A batch INSERT is a batch operation if executed on a non-empty table with a clustered index.
• COPY FROM is a bulk operation that adds many records.
COPY FROM is a batch operation if executed on a non-empty table with a clustered index.
• vwload is a bulk operation that adds many records.
vwload is a batch operation if executed on a non-empty indexed table.
vwload is a batch operation if --rowmode (-R) parameter is used.
In scenarios where both batch and bulk updates are valid, you can choose the method of operation by specifying:
• SET INSERTMODE BULK for bulk
• SET INSERTMODE ROW for batch
COPY FROM, INSERT...SELECT, and vwload are batch operations if executed on a non-empty table with a clustered index. For these operations to be bulk, the target table with the clustered index must meet all these conditions:
1. The table is empty.
2. There have been no batch updates performed on this table since the last MODIFY...TO COMBINE call for the table.
Note: The table can be seen as empty, but there can still be batch updates stored for it in memory. This can happen if a user issues, for example, an INSERT or COPY command followed by a DELETE.
3. If the index is based on a foreign key, there can be no batch updates on the referenced table.
The following table summarizes the various update methods and their behavior depending on the target table:
An alternative method of updating data is combining tables (see
Combining Tables).
Transfer Data from Traditional Ingres Table
Data can be transferred in either direction between traditional Ingres tables and Vector tables using either INSERT...SELECT or CREATE TABLE AS SELECT.
To transfer data from traditional Ingres using INSERT..SELECT
1. Create a destination table with VECTORWISE storage type:
CREATE TABLE dst (i INTEGER)
2. Issue INSERT...SELECT into that table:
INSERT INTO dst SELECT * FROM src
To transfer data from traditional Ingres using CREATE TABLE AS SELECT
Use a statement like the following:
CREATE TABLE dst AS SELECT FROM src
To create an Ingres table based on a table in Vector
If the default setting is to create a Vector table, use a statement like the following:
CREATE TABLE dst_ing AS SELECT FROM src_vw WITH STRUCTURE = HEAP
Note: You must be licensed to use HEAP tables in Vector.
Combining Tables
Because DML operations can be costly in terms of memory resources if the batch update mode is used, an alternative way to apply data updates is to use the MODIFY...TO COMBINE statement. This process merges the updates buffered in memory, and at the same time provides a way for performing bulk DML operations on any form of a table.
Examples:
1. DELETE FROM tab WHERE x > y
can be implemented with these statements:
CREATE TABLE deletions AS
SELECT key FROM tab WHERE x > y;
MODIFY tab EXCEPT deletions TO COMBINE;
DROP TABLE deletions;
2. UPDATE tab SET x = x + 1 WHERE x > y
can be implemented with these statements:
CREATE TABLE updates AS
SELECT key, CAST(x + 1 AS int) AS x, y WHERE x > y;
MODIFY tab EXCEPT updates UNION updates TO COMBINE
DROP TABLE updates;
3. DELETE FROM tab
can be implemented with this statement:
MODIFY tab EXCEPT tab TO COMBINE
Notes:
• Table “tab” has a primary key on the “key” column.
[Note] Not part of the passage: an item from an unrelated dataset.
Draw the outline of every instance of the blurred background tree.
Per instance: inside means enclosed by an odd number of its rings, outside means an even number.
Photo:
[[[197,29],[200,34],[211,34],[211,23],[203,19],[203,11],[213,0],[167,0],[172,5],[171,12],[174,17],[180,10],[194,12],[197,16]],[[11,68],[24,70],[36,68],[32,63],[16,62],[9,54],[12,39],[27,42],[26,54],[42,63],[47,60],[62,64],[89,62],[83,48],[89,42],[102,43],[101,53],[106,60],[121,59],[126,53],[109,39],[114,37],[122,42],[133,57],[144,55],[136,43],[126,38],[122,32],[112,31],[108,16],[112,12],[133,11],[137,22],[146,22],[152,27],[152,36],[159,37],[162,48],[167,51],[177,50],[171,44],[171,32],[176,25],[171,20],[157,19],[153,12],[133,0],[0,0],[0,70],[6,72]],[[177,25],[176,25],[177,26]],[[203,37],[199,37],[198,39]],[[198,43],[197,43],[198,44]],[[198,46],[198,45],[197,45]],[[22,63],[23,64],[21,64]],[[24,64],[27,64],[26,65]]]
• The MODIFY...TO COMBINE statement works only if the column types and names of the new table match those of the original table. The example assumes that column x is type INT. When creating the updates table, the expression is casted so that it matches the type of the column in the original table. The expression “x+1” is remapped to the original column name (“AS x”).
You can use similar solutions for other DML operations.
How to Avoid Propagation
During batch operations Vector automatically propagates the changes buffered in memory to the disk-resident table. Because such propagation can be costly in terms of time and resources, it is best to avoid frequent propagation to large tables by using one of the following approaches:
• Consider disabling automatic propagation by setting [system] update_propagation = false.
• For tables with a clustered index, keep the volume of data changed below what will easily fit in RAM.
Note: The data changes buffered in memory are not compressed.
MODIFY...TO COMBINE Statement--Merge and Update Data
For large updates, we recommend using a bulk insert (for example, COPY or vwload) to initially load the data into staging tables, and then using explicit MODIFY...TO COMBINE statements.
The syntax of the MODIFY...TO COMBINE statement is as follows:
MODIFY [schema.]tablename [[UNION ut] [EXCEPT et] ...] TO COMBINE
This statement tells the system that all tuples from except tables must be deleted from the base table, and then all tuples from union tables must be added to that table. This statement generates a new copy of the base table.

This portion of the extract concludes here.